10 November 2011

How do you start a jigsaw puzzle?

My daughter is nearly three years old. Her play school teacher told me that she was good at puzzles. I assumed that she meant any sort of jigsaw puzzle and so went and bought her a 300 piece pokeimon puzzle.

I assumed it wouldn't be a problem.

I realized that the type of puzzles the teacher had talked about are the ones especially designed for children.

Oops.

Not to worry.

I did the puzzle myself, then took bits out and ask my daughter to put them back in. I showed her how to turn the bits in her hand and then I showed her how to look for similar colors to see how two jigsaw pieces would fit together.

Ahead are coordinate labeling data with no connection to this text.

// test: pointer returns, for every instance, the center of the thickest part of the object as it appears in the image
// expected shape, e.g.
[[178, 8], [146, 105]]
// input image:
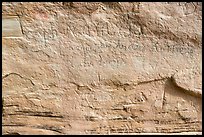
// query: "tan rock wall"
[[101, 68]]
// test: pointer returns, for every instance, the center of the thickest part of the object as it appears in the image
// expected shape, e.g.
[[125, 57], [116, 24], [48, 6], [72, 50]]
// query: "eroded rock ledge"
[[102, 68]]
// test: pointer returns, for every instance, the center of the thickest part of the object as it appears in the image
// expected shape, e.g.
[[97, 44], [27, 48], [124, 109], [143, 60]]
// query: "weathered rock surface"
[[101, 68]]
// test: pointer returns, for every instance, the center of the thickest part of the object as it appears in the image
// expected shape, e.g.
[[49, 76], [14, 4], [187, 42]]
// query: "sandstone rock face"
[[101, 68]]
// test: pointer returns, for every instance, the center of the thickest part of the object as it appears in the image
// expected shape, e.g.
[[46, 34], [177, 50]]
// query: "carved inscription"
[[11, 26]]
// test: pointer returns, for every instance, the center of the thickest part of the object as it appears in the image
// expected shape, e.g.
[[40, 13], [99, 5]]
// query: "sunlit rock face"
[[101, 68]]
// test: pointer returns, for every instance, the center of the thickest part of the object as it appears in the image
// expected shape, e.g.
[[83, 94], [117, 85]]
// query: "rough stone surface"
[[102, 68]]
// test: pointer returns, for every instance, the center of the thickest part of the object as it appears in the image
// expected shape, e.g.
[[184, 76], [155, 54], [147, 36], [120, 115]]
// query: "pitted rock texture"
[[101, 68]]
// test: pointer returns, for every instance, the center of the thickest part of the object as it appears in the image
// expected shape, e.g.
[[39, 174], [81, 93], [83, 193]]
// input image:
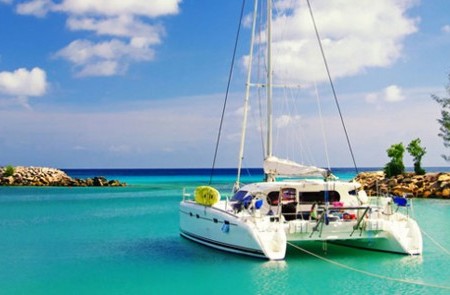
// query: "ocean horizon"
[[125, 240]]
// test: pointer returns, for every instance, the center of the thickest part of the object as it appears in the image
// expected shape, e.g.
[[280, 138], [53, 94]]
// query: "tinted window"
[[319, 197], [239, 196]]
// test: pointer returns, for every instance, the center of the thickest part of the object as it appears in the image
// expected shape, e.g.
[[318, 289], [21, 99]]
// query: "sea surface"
[[125, 240]]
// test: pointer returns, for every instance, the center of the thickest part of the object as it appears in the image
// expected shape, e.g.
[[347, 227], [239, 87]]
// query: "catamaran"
[[295, 203]]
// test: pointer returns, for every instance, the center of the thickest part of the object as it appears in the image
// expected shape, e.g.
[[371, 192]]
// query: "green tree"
[[395, 166], [444, 121], [417, 152]]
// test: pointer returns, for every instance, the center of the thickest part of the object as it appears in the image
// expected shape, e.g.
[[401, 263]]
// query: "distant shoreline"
[[45, 176]]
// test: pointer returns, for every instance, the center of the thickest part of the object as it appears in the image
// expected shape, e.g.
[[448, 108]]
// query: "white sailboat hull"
[[222, 230], [265, 234]]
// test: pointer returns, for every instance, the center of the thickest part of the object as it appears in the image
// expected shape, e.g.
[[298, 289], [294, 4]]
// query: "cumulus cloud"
[[105, 58], [126, 31], [23, 83], [392, 93], [286, 120], [354, 37], [37, 8]]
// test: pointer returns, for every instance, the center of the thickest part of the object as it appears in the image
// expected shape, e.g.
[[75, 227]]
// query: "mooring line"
[[368, 273]]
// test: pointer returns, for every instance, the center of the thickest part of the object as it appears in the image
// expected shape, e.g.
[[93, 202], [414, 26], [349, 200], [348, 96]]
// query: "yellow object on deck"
[[206, 195]]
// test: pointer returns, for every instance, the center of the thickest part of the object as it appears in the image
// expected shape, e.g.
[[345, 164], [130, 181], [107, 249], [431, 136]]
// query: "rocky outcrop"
[[43, 176], [430, 185]]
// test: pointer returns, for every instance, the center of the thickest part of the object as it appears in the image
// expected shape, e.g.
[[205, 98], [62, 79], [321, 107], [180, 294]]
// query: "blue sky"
[[140, 84]]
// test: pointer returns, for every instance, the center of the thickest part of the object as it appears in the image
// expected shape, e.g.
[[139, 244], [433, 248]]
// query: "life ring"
[[206, 195]]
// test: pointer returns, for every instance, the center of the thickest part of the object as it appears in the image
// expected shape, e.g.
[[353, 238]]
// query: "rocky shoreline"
[[44, 176], [430, 185]]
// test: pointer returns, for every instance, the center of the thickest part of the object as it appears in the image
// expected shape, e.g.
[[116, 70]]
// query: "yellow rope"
[[368, 273]]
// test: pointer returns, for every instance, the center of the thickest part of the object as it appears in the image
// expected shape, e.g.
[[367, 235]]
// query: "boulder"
[[44, 176]]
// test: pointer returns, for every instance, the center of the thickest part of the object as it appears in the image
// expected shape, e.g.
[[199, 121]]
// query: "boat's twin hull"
[[265, 237], [220, 229]]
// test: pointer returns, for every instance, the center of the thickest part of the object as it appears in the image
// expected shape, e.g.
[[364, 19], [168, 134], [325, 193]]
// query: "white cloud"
[[154, 8], [286, 120], [23, 83], [392, 93], [37, 8], [103, 59], [354, 37], [130, 23]]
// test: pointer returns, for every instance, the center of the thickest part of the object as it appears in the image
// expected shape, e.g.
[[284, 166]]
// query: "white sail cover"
[[274, 166]]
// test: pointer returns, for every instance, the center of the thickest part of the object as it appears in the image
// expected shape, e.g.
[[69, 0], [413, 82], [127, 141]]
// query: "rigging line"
[[322, 125], [227, 91], [332, 85], [368, 273]]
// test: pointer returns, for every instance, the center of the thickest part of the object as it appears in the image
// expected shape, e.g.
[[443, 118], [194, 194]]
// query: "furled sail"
[[274, 166]]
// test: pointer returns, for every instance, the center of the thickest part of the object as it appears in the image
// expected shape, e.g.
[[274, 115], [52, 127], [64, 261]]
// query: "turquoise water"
[[126, 241]]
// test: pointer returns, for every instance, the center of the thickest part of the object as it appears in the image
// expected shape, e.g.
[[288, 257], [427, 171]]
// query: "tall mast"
[[246, 99], [269, 79]]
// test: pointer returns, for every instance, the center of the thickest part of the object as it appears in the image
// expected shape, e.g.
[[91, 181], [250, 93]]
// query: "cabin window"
[[272, 198], [319, 197], [239, 196]]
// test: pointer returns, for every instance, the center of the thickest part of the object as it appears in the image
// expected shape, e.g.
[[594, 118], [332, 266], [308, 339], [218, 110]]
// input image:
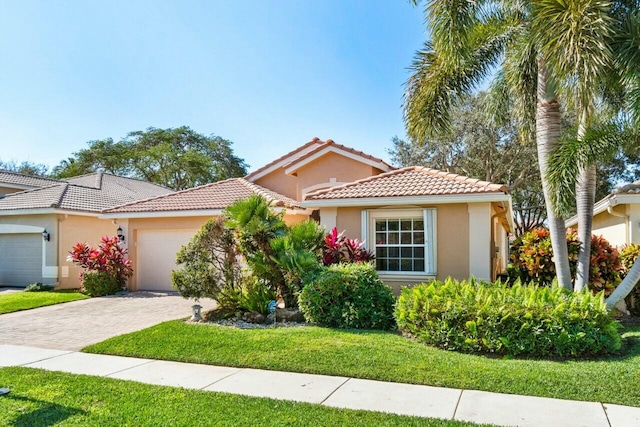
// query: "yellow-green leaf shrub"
[[348, 296], [479, 317]]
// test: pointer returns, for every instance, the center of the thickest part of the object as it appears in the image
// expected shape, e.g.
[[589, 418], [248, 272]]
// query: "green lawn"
[[27, 300], [388, 357], [41, 398]]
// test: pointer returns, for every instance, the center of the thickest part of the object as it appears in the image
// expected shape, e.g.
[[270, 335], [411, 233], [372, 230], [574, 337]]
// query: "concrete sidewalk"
[[403, 399]]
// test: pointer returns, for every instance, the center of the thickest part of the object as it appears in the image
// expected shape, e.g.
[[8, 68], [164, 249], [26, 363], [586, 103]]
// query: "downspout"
[[626, 221]]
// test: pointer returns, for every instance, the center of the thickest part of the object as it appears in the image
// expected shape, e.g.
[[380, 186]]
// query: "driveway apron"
[[74, 325]]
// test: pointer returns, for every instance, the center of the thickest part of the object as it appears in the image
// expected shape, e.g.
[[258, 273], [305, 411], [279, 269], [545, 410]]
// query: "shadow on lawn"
[[46, 413]]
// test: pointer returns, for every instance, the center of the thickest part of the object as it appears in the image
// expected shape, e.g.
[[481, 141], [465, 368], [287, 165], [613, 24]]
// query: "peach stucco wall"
[[452, 238], [74, 229], [331, 166]]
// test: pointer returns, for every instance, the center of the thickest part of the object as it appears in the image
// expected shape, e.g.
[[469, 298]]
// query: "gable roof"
[[88, 193], [414, 181], [315, 147], [627, 194], [208, 197], [20, 181]]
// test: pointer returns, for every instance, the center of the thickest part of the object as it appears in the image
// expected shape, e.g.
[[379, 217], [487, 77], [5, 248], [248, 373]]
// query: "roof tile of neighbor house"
[[89, 193], [633, 188], [330, 143], [302, 152], [25, 180], [217, 195], [409, 181]]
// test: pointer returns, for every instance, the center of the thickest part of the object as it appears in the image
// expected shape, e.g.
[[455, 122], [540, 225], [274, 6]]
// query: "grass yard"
[[27, 300], [40, 398], [387, 357]]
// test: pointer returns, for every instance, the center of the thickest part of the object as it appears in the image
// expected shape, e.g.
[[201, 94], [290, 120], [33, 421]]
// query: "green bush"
[[473, 316], [348, 296], [99, 283], [38, 287]]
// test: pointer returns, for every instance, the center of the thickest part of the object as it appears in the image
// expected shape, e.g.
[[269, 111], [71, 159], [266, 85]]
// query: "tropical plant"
[[276, 254], [108, 258], [474, 316], [209, 263]]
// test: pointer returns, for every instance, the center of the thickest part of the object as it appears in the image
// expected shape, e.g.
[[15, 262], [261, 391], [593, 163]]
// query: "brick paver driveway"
[[74, 325]]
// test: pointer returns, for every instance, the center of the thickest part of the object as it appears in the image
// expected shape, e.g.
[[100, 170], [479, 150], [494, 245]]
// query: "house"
[[617, 216], [41, 219], [421, 223]]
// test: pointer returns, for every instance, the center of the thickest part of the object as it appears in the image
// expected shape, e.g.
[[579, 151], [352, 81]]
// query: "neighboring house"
[[617, 216], [41, 219], [421, 223], [158, 227]]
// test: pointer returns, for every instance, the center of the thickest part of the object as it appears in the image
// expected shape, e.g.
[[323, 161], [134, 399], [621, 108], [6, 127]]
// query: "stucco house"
[[617, 216], [421, 223], [41, 219]]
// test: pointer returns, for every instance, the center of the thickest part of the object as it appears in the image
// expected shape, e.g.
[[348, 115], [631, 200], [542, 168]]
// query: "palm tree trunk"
[[548, 130], [626, 286], [585, 199]]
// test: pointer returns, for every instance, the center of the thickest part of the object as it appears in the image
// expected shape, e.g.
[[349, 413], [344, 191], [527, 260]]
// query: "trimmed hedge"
[[348, 296], [99, 284], [474, 316]]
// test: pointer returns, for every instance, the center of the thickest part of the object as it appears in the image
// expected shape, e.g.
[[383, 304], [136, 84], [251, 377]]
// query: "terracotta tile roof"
[[290, 155], [8, 177], [217, 195], [100, 192], [330, 143], [410, 181]]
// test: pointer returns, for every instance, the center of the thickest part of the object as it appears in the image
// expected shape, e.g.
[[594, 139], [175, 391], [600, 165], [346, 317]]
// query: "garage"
[[20, 259], [156, 255]]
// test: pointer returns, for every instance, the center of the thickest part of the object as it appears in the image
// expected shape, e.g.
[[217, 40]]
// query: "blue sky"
[[268, 75]]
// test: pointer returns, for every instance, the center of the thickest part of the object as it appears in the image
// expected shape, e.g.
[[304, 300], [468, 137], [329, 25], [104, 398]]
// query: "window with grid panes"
[[400, 244]]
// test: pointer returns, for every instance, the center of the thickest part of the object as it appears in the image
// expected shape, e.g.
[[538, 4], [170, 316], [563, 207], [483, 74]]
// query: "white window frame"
[[430, 246]]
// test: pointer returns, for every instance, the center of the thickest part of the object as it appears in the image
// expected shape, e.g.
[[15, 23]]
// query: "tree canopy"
[[177, 158]]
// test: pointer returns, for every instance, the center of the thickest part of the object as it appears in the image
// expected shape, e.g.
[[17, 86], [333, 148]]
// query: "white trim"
[[48, 272], [609, 201], [480, 240], [329, 184], [44, 211], [281, 163], [430, 246], [297, 164], [406, 200]]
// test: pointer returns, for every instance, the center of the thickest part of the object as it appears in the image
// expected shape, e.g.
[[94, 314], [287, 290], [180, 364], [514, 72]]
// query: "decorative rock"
[[253, 317], [289, 315]]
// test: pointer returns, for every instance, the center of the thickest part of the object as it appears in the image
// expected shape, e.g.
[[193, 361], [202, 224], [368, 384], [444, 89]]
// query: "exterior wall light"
[[120, 234]]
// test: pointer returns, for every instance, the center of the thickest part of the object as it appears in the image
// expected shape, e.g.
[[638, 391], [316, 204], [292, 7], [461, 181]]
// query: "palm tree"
[[468, 40]]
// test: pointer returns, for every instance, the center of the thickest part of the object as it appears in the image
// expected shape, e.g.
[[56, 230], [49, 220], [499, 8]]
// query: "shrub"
[[348, 296], [38, 287], [532, 260], [108, 258], [100, 283], [209, 263], [338, 248], [473, 316], [628, 255]]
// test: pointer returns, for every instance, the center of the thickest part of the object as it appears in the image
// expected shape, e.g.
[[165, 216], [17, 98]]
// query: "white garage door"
[[20, 259], [156, 252]]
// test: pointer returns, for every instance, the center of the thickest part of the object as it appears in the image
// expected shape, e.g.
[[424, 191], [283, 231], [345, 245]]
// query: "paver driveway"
[[74, 325]]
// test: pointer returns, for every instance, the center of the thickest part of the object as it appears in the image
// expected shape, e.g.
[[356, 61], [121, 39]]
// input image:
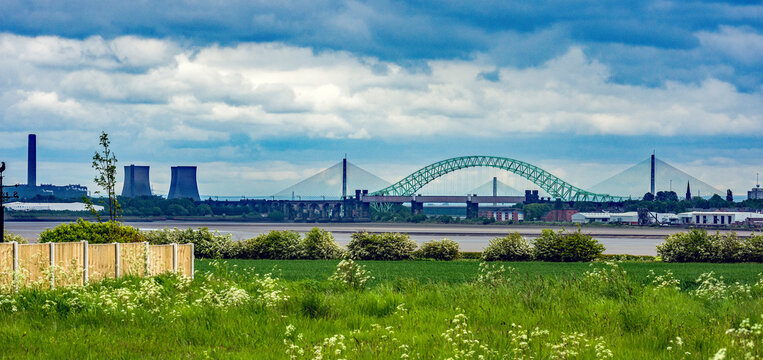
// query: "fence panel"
[[101, 261], [69, 259], [185, 260], [34, 264], [6, 264], [161, 258], [132, 259]]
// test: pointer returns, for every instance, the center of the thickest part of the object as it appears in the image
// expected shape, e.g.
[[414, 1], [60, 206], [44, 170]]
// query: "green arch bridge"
[[551, 184]]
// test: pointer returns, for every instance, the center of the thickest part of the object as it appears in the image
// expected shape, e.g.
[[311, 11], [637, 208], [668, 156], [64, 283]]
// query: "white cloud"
[[278, 90]]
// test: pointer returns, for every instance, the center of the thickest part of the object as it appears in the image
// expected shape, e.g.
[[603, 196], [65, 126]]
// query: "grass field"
[[464, 270], [410, 309]]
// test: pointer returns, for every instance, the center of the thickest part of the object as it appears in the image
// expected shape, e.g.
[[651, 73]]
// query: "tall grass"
[[494, 310]]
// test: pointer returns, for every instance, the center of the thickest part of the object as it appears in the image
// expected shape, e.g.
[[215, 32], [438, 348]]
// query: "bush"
[[385, 246], [509, 248], [697, 246], [206, 244], [319, 244], [752, 248], [561, 246], [273, 245], [94, 233], [444, 249], [11, 237]]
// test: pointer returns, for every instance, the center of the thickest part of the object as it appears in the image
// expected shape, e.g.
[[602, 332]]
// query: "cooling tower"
[[32, 161], [183, 183], [136, 181]]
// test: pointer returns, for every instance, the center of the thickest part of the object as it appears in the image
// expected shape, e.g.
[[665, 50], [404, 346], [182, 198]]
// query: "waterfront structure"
[[630, 217], [31, 189], [560, 215], [717, 218], [502, 214], [183, 183], [27, 206], [136, 181]]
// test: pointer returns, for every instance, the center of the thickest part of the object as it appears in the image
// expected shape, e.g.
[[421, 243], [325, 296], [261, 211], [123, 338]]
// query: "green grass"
[[461, 271], [169, 318]]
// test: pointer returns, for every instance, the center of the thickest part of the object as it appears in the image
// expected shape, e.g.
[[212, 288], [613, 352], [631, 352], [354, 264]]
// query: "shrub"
[[444, 249], [11, 237], [697, 246], [206, 244], [319, 244], [351, 274], [385, 246], [561, 246], [94, 233], [508, 248], [726, 247], [752, 248], [691, 246], [276, 244]]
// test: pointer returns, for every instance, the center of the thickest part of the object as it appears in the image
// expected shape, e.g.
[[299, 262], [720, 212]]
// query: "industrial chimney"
[[32, 161], [136, 181], [183, 183], [652, 188]]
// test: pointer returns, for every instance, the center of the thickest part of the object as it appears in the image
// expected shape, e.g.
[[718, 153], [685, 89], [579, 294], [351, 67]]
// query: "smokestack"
[[344, 178], [652, 174], [136, 181], [183, 183], [32, 161]]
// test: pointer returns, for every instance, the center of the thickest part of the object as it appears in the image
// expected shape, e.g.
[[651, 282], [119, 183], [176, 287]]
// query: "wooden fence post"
[[85, 261], [193, 262], [15, 266], [174, 258], [148, 260], [52, 265], [116, 257]]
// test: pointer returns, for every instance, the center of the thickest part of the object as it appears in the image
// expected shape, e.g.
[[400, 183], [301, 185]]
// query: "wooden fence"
[[77, 263]]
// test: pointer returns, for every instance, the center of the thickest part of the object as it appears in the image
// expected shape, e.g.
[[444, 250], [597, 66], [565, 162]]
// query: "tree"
[[105, 164], [716, 201], [535, 211]]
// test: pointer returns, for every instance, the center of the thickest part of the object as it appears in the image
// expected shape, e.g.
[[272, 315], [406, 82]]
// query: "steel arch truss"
[[551, 184]]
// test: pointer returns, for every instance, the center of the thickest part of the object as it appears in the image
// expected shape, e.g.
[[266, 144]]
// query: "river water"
[[616, 240]]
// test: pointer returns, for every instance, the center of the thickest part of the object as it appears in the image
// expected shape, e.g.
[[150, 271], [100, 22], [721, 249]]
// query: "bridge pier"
[[417, 207], [472, 209]]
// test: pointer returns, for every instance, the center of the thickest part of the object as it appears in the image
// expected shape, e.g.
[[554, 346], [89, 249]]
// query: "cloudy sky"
[[260, 95]]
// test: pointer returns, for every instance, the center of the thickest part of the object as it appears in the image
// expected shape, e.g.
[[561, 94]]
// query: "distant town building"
[[24, 206], [503, 215], [756, 193], [560, 215], [716, 218], [630, 218]]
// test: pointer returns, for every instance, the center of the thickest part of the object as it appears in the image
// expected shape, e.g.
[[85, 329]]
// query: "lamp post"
[[3, 197]]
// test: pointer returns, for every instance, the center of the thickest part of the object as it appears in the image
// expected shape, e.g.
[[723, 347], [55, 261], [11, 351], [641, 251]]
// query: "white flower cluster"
[[462, 342], [664, 281], [713, 288], [492, 274], [271, 292], [351, 274]]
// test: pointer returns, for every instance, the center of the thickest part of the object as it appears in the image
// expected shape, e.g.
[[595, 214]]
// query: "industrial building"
[[76, 206], [630, 218], [31, 189], [718, 218], [136, 181], [502, 214], [183, 183]]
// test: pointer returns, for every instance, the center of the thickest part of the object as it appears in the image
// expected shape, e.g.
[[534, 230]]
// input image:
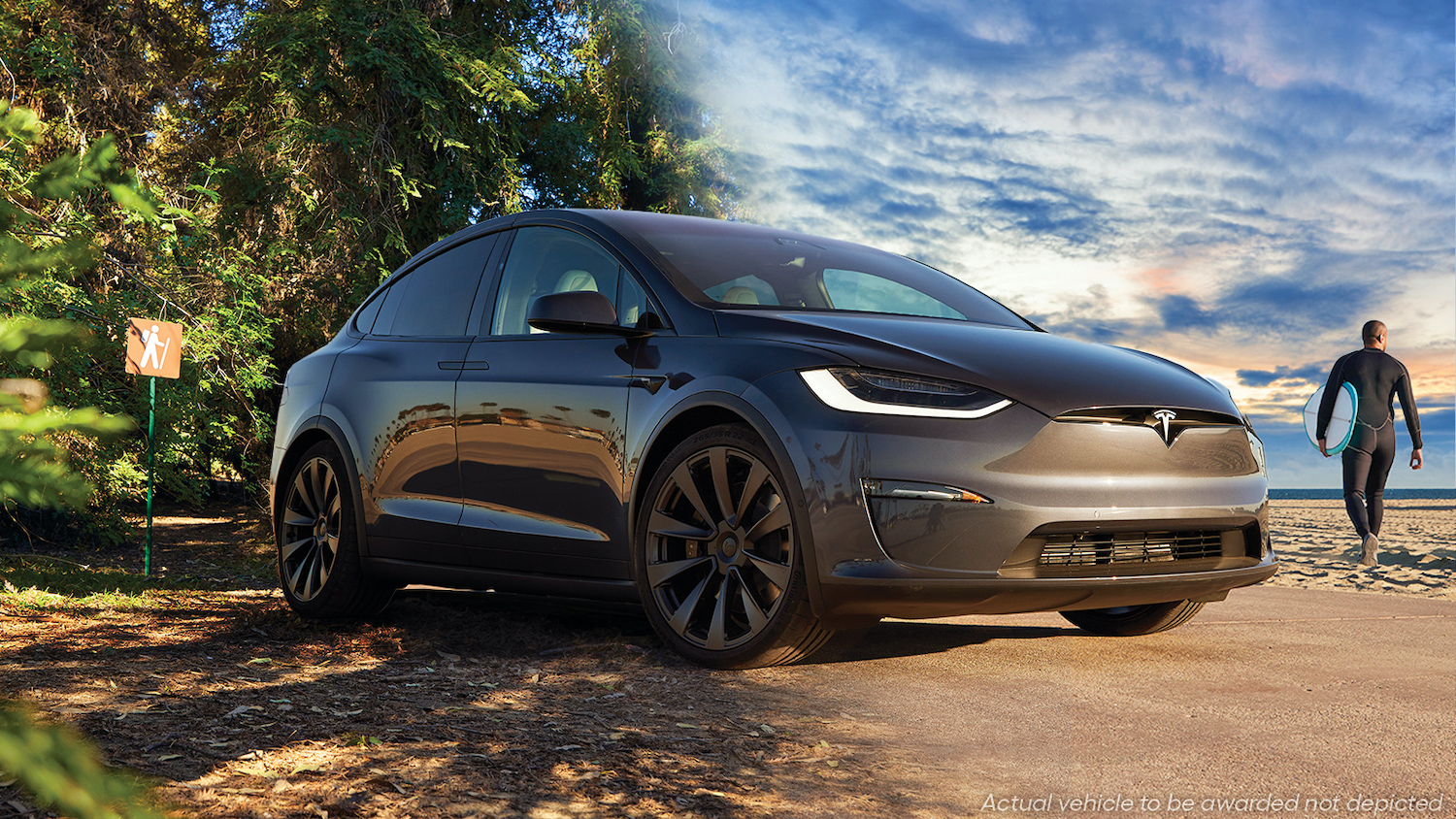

On subsequent occasions she'd empty the box of pieces on the floor, her signal that she wanted some attention and so I'd spend the first few minutes putting all the pieces puzzle side up.

And then, instead of starting with the frame, I'd find similar pieces, part of a face as an example and put them together. And then work outwards from there. And in the meantime I'd give her pieces to put in. I'd put the piece near where it fit in, usually oriented right way around. Sometimes she's get it wrong, but I'd show her and then she'd study it for a bit and either put it in or ask for my help. I then would show her how the piece went in and then take it out for her to do herself.

She's not nearly at the stage where she could put the whole thing together but she is progressing rapidly.

And I'm learning different ways to start a jigsaw puzzle.

It's kind of fun because each time I try to start of differently, and once I've flipped all the pieces right way up, then reflipped them right way up again after Elizabeth has walked through them all, then I let the first piece to catch my eye be my starting point.

Sometimes I try to proceed in a logical row by row or column by column manner reminiscent of eating a box of dad's oatmeal cookies one row at a time and at other times I focus on completing one well defined area of the jigsaw puzzle before moving on (either Doreimon or his friends).

The last thing I think of is starting with the straight edges and the frame.

It's kind of interesting because all the "frame" has are well defined edges. Jigsaw pieces with one flat edge are easy to locate and relatively easy to put together.

However, by looking for "well defined" other pieces, pieces with colors that stand our or other strong features, those pieces are just as good a starting point as working from the frame inwards. And it's kind of fun too.

Another interesting challenge is seeing how fast I can proceed. Sometimes Elizabeth gets bored. I'll often be nearly done with the puzzle when she decides that it is time to put the puzzle away.

She takes as much delight in taking the puzzle apart as she does in putting it together.

Aaagh.

Oh well.

I can always look for a new way to do the same puzzle.